Ocorre que o crescimento do comércio eletrônico acabou por distorcer esse modelo, uma vez que facilitou a realização de compras pelo consumidor final não contribuinte sem passar por varejistas locais, levando a uma concentração de operações com origem em alguns poucos Estados da Federação. A reação inicial de diversos Estados prejudicados foi estipular unilateralmente (e também por meio do Protocolo ICMS 21, de 2011, subscrito por vários Estados) regras distintas de tributação do e-commerce, as quais não passaram pelo teste da constitucionalidade e foram rejeitadas em ações diretas pelo STJ.
Diante disso, foi aprovada a Emenda Constitucional n. 87, de 16 de abril de 2015, a qual, observado um período de transição, estabeleceu a repartição do ICMS entre Estado de origem (alíquota interestadual) e Estado de destino (diferença entre a alíquota interna e a interestadual) em todas as operações interestaduais destinadas a consumidor final. No período de transição, dividiu-se a diferença entre a alíquota interna e a interestadual da seguinte forma:
i) para o ano de 2016: 40% (quarenta por cento) para o Estado de destino e 60% (sessenta por cento) para o Estado de origem;
ii) para o ano de 2017: 60% (sessenta por cento) para o Estado de destino e 40% (quarenta por cento) para o Estado de origem;
iii) para o ano de 2018: 80% (oitenta por cento) para o Estado de destino e 20% (vinte por cento) para o Estado de origem;
iv) a partir do ano de 2019: 100% (cem por cento) para o Estado de destino.
Eis um quadro resumo da distribuição do ICMS nas operações interestaduais destinadas a consumidor final a partir de 2016:
|
alíquota interestadual (7% ou 12%) |
diferença entre alíquota interna e alíquota interestadual |
|
2016 |
Estado de origem |
60% para o Estado de origem |
40% para o Estado de destino |
2017 |
Estado de origem |
40% para o Estado de origem |
60% para o Estado de destino |
2018 |
Estado de origem |
20% para o Estado de origem |
80% para o Estado de destino |
a partir de 2019 |
Estado de origem |
nada para o Estado de origem |
100% para o Estado de destino |
Até aí, nada que prejudique o contribuinte, tratando-se apenas de uma recalibragem necessária da distribuição do ICMS em face dos desafios impostos pelo e-commerce.

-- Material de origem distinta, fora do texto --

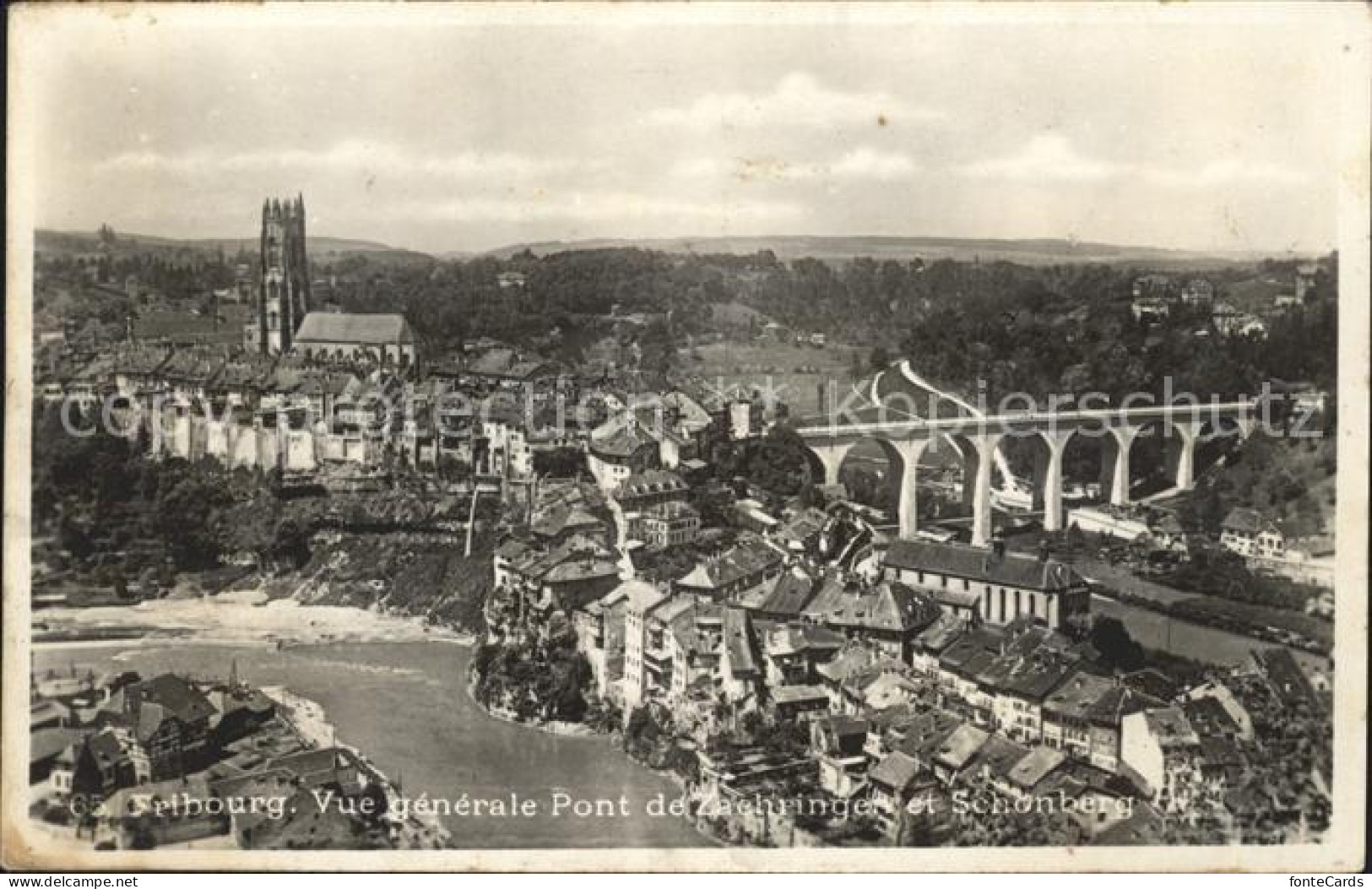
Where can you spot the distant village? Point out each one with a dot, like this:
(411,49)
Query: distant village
(120,762)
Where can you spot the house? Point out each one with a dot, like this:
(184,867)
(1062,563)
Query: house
(1159,746)
(799,702)
(107,761)
(1286,678)
(1234,709)
(1007,586)
(963,660)
(616,450)
(695,632)
(744,566)
(383,339)
(1198,291)
(838,742)
(933,641)
(895,781)
(599,637)
(1306,278)
(664,526)
(803,531)
(957,751)
(651,487)
(46,750)
(1247,533)
(995,761)
(1150,309)
(781,597)
(171,722)
(794,652)
(641,676)
(1104,719)
(1066,713)
(1020,680)
(740,665)
(887,616)
(1033,768)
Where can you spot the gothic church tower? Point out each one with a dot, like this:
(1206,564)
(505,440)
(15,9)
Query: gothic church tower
(285,292)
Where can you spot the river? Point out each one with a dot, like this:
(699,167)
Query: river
(405,706)
(1212,645)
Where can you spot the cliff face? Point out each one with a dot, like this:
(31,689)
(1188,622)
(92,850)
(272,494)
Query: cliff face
(406,574)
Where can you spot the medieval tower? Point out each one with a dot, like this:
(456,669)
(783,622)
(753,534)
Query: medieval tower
(285,290)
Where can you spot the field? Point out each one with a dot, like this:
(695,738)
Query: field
(794,372)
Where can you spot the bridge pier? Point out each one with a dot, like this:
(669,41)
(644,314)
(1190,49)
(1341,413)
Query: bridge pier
(832,458)
(1181,453)
(907,507)
(1114,463)
(1047,478)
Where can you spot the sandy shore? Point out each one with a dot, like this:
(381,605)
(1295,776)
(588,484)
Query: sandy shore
(239,618)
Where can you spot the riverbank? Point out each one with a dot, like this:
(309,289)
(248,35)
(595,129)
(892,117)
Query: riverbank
(419,830)
(241,619)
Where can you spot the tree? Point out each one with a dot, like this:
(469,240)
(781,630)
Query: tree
(1117,648)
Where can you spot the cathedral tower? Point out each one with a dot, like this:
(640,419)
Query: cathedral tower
(285,292)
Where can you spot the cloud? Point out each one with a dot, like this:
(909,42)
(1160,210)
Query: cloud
(1227,171)
(796,102)
(601,206)
(357,157)
(871,164)
(1046,158)
(860,164)
(1053,158)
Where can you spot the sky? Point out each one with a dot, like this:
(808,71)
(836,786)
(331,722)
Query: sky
(468,131)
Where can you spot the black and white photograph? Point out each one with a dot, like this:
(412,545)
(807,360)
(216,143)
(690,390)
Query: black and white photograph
(686,436)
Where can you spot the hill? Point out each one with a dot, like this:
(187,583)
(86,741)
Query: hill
(48,241)
(1032,252)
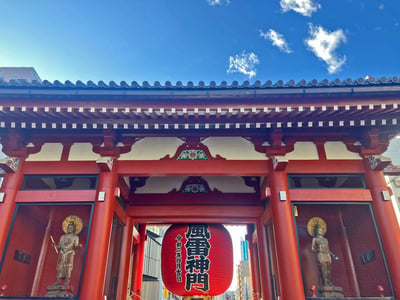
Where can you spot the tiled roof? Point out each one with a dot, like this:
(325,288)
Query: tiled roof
(369,81)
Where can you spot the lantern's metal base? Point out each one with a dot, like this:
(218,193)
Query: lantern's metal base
(197,298)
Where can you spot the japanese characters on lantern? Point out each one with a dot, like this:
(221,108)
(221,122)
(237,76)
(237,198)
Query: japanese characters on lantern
(202,259)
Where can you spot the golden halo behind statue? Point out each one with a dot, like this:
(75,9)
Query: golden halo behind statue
(312,224)
(75,220)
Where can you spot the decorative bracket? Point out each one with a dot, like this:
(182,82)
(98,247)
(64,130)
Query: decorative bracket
(9,164)
(192,149)
(111,145)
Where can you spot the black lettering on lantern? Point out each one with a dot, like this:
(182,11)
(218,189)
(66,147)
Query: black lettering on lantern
(178,258)
(197,262)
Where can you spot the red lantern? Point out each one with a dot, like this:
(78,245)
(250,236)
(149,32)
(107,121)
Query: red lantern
(197,259)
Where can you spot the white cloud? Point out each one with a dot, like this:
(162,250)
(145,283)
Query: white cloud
(277,40)
(244,63)
(324,43)
(303,7)
(218,2)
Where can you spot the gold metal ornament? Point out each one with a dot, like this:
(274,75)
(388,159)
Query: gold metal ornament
(77,221)
(312,224)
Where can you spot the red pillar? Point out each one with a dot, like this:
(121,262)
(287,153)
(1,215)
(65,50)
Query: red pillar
(11,184)
(96,258)
(253,264)
(265,278)
(290,278)
(137,276)
(125,263)
(387,223)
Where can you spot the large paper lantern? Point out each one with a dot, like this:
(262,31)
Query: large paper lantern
(197,259)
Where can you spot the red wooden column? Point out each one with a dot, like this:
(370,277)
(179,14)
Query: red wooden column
(387,222)
(286,243)
(125,263)
(96,258)
(265,279)
(253,263)
(11,184)
(137,276)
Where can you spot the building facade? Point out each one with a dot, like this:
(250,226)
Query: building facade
(89,166)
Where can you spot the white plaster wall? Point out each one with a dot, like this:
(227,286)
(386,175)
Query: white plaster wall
(303,151)
(234,148)
(48,152)
(82,151)
(160,185)
(153,148)
(393,151)
(338,150)
(228,184)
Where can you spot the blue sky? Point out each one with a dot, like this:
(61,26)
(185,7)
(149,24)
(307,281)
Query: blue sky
(201,40)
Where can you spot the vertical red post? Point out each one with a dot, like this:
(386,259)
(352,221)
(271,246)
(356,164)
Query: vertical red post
(11,184)
(253,262)
(137,276)
(291,283)
(265,280)
(97,252)
(125,263)
(387,223)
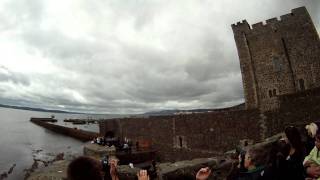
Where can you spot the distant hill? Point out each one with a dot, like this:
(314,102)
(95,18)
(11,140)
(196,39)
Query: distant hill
(178,111)
(36,109)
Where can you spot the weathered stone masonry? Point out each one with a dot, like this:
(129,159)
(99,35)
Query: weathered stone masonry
(277,58)
(280,66)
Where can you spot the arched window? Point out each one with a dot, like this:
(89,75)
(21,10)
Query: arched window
(270,93)
(301,84)
(180,141)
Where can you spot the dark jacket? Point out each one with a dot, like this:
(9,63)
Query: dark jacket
(293,167)
(254,174)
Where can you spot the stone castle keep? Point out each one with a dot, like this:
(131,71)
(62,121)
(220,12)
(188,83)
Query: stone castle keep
(280,66)
(277,58)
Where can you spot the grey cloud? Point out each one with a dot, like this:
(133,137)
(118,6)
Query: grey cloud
(16,78)
(134,56)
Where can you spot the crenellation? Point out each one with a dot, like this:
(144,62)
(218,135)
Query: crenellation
(299,11)
(272,21)
(242,26)
(258,26)
(278,63)
(286,17)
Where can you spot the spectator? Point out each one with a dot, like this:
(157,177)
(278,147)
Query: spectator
(203,173)
(311,131)
(276,161)
(312,161)
(143,175)
(84,168)
(293,168)
(253,162)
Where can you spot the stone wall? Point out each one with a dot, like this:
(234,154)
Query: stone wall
(181,137)
(277,57)
(296,109)
(190,136)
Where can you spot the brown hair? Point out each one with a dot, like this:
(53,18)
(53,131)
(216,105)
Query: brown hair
(259,155)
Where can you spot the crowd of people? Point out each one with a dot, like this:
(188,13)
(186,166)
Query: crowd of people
(286,158)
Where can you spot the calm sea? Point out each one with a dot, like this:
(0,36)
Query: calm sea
(21,140)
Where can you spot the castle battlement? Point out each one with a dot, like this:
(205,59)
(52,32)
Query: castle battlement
(245,27)
(273,57)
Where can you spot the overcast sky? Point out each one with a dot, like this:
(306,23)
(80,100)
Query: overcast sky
(127,56)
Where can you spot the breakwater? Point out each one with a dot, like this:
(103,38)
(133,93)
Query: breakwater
(72,132)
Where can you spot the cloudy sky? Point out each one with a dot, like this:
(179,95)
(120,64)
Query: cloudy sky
(127,56)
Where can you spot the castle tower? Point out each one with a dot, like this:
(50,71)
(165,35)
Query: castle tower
(277,58)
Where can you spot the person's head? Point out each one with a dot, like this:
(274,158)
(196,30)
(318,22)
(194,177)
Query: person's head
(279,151)
(294,138)
(83,168)
(312,129)
(255,156)
(317,140)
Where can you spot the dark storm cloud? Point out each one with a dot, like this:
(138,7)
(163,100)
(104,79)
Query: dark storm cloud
(7,76)
(127,56)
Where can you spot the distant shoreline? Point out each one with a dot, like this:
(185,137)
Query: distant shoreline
(37,109)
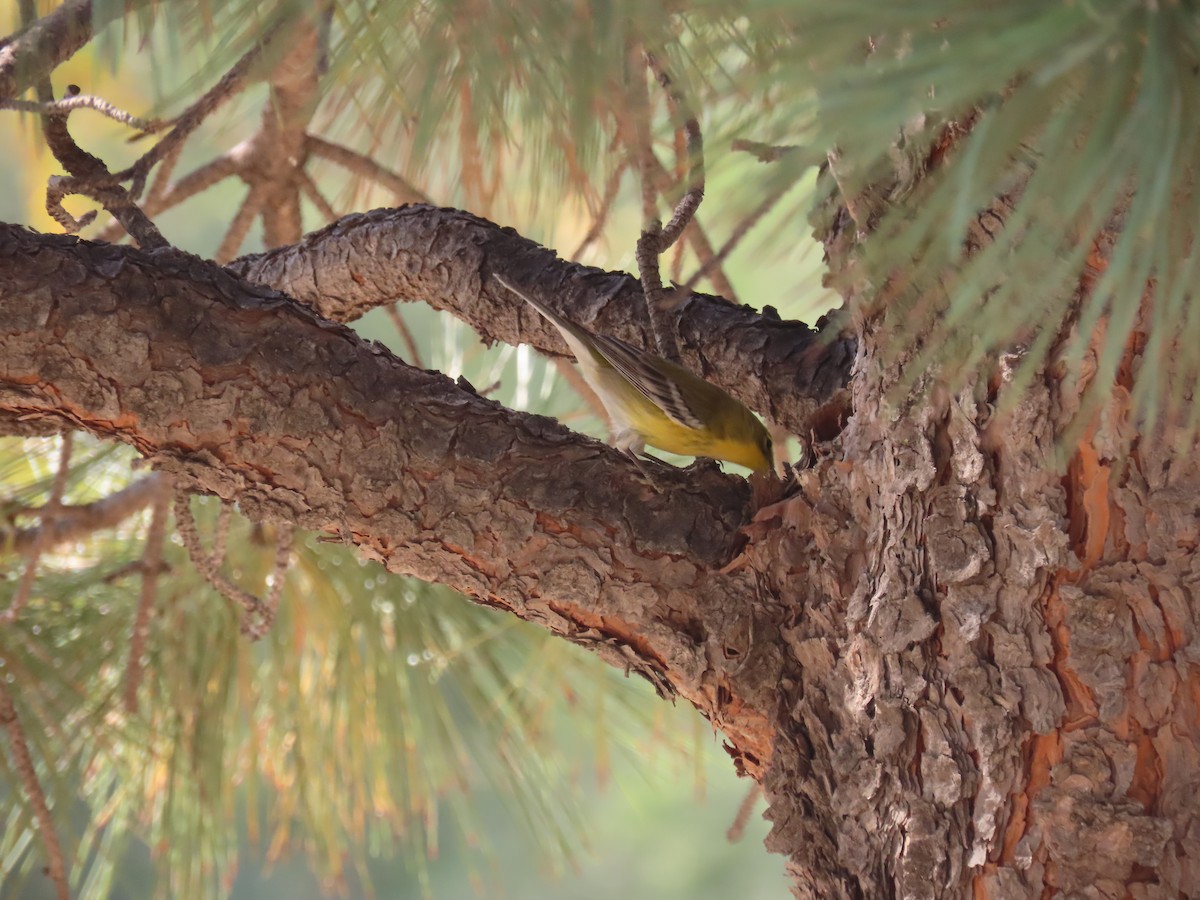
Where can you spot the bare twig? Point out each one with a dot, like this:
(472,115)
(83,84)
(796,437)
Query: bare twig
(743,816)
(283,539)
(697,239)
(318,199)
(739,232)
(685,120)
(239,227)
(33,53)
(85,101)
(601,215)
(24,765)
(221,533)
(765,153)
(89,177)
(199,179)
(252,606)
(151,562)
(72,523)
(655,239)
(406,335)
(162,178)
(231,84)
(25,586)
(367,168)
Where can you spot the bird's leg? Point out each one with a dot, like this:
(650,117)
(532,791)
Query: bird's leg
(630,443)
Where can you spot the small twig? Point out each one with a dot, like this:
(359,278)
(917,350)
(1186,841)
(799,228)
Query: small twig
(162,178)
(231,84)
(239,227)
(151,561)
(89,177)
(192,184)
(76,522)
(25,586)
(765,153)
(87,101)
(743,816)
(406,335)
(186,527)
(685,120)
(315,195)
(285,535)
(739,232)
(647,257)
(221,534)
(367,168)
(24,765)
(601,215)
(697,239)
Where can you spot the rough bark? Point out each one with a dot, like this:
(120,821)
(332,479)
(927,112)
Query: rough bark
(238,391)
(785,370)
(995,694)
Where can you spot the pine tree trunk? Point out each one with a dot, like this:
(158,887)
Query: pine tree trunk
(991,687)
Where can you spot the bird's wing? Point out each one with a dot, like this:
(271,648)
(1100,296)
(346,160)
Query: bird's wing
(640,369)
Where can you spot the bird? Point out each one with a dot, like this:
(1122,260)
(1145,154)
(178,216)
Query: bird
(652,401)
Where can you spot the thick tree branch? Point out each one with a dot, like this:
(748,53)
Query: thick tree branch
(244,394)
(444,257)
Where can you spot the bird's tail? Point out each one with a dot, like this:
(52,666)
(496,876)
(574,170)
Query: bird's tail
(568,329)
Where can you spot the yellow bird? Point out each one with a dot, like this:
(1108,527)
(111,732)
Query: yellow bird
(654,402)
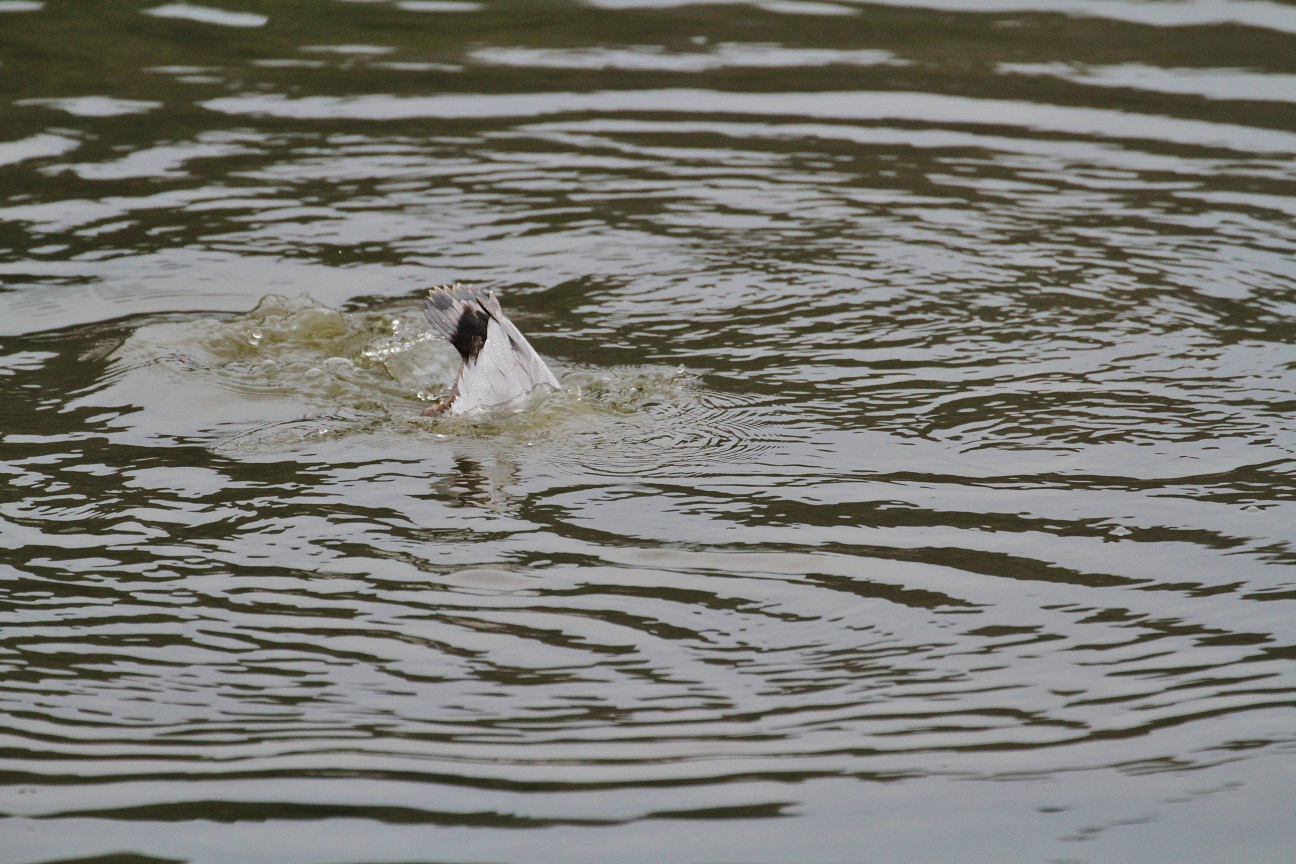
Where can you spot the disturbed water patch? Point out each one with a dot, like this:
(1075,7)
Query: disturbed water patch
(293,372)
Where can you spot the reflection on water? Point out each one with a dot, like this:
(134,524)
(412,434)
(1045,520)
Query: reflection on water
(920,479)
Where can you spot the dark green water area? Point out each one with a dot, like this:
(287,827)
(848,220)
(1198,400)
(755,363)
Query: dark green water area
(920,487)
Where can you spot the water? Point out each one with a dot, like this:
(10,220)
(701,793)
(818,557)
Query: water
(920,487)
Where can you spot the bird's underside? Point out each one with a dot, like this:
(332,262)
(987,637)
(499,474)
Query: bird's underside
(499,364)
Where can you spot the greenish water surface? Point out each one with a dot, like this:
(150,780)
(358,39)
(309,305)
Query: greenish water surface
(920,487)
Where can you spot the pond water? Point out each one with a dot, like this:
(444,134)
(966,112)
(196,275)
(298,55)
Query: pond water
(920,487)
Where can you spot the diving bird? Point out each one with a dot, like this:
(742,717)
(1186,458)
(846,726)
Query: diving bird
(499,363)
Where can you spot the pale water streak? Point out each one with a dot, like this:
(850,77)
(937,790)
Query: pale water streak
(919,488)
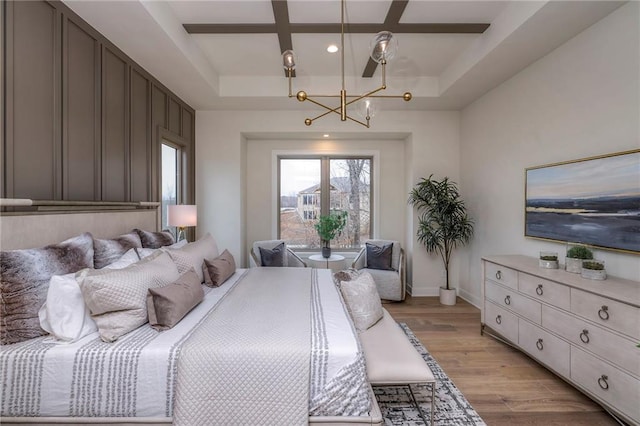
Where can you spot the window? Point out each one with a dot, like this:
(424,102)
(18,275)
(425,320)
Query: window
(314,186)
(171,185)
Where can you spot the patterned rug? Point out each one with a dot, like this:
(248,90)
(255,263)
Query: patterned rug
(452,408)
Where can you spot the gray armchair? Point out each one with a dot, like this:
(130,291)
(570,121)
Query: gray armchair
(290,259)
(391,284)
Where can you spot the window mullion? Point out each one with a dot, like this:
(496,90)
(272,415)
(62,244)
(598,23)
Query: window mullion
(325,182)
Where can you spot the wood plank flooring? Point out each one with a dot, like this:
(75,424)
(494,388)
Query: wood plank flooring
(505,386)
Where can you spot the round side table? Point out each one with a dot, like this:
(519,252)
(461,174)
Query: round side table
(335,262)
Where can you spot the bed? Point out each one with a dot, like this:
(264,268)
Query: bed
(222,361)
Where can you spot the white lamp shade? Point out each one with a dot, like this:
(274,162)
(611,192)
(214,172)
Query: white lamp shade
(182,215)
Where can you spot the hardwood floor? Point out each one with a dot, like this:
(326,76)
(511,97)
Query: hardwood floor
(505,386)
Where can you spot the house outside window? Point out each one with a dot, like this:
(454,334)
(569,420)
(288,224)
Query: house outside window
(314,186)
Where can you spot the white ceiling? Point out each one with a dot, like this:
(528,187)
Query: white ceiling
(244,71)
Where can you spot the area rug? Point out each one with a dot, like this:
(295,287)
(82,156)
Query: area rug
(452,408)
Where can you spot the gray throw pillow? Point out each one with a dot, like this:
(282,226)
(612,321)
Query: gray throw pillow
(379,257)
(155,239)
(108,251)
(363,301)
(25,283)
(273,257)
(218,270)
(169,304)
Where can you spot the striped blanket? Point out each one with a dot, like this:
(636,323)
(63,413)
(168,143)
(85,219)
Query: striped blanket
(136,376)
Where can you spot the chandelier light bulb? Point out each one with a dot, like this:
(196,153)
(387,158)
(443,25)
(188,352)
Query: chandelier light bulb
(288,60)
(383,46)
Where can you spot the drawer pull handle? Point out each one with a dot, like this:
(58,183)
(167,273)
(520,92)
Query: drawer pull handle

O problema é que, a fim de regular a apuração e o recolhimento desses valores para os Estados, foi editado, em setembro de 2015, o Convênio ICMS 93, o qual traz pesadíssimas obrigações acessórias aos contribuintes. Nos termos desse ato, o imposto correspondente ao diferencial de alíquota será calculado de acordo com a seguinte fórmula:
ICMC destino = [base de cálculo x alíquota interna no destino] (-) ICMS origem
obs: O ICMS origem resulta da aplicação sobre a base de cálculo da alíquota interestadual.
O ICMS origem continuará sendo recolhido normalmente ao respectivo Estado no sistema de conta gráfica. O grande problema reside na forma de recolhimento do ICMS destino, que observará o seguinte:
- a parcela devida ao Estado de destino deverá ser recolhida, em relação a cada operação de saída dos bens, por meio de guia nacional de recolhimento de tributos estaduais (GNRE) ou outro documento estabelecido pelo Estado de destino;
- a GNRE (ou outro documento estipulado), da qual constará o número do documento fiscal, deverá acompanhar o trânsito do bem;
- caso o Estado de origem tenha instituído adicional de ICMS para o fundo de combate à pobreza, na alíquota de 2%, esse adicional, que não entrará na conta de partilha com o Estado de origem, terá que ser recolhido por meio de uma segunda GNRE;
- o Estado de destino poderá facultar, mediante aplicativo, a inscrição em seu CAD-ICMS do contribuinte domiciliado no Estado de origem para possibilitar o recolhimento do imposto que lhe cabe até o 15º dia do mês seguinte ao da operação;
- o contribuinte domiciliado no Estado de origem deverá ainda observar todas as obrigações acessórias previstas na legislação do Estado de destino;
- já em relação à parcela devida ao Estado de origem (nos anos de 2016 a 2018), este poderá estabelecer seu recolhimento separado (não pelo sistema de conta gráfica).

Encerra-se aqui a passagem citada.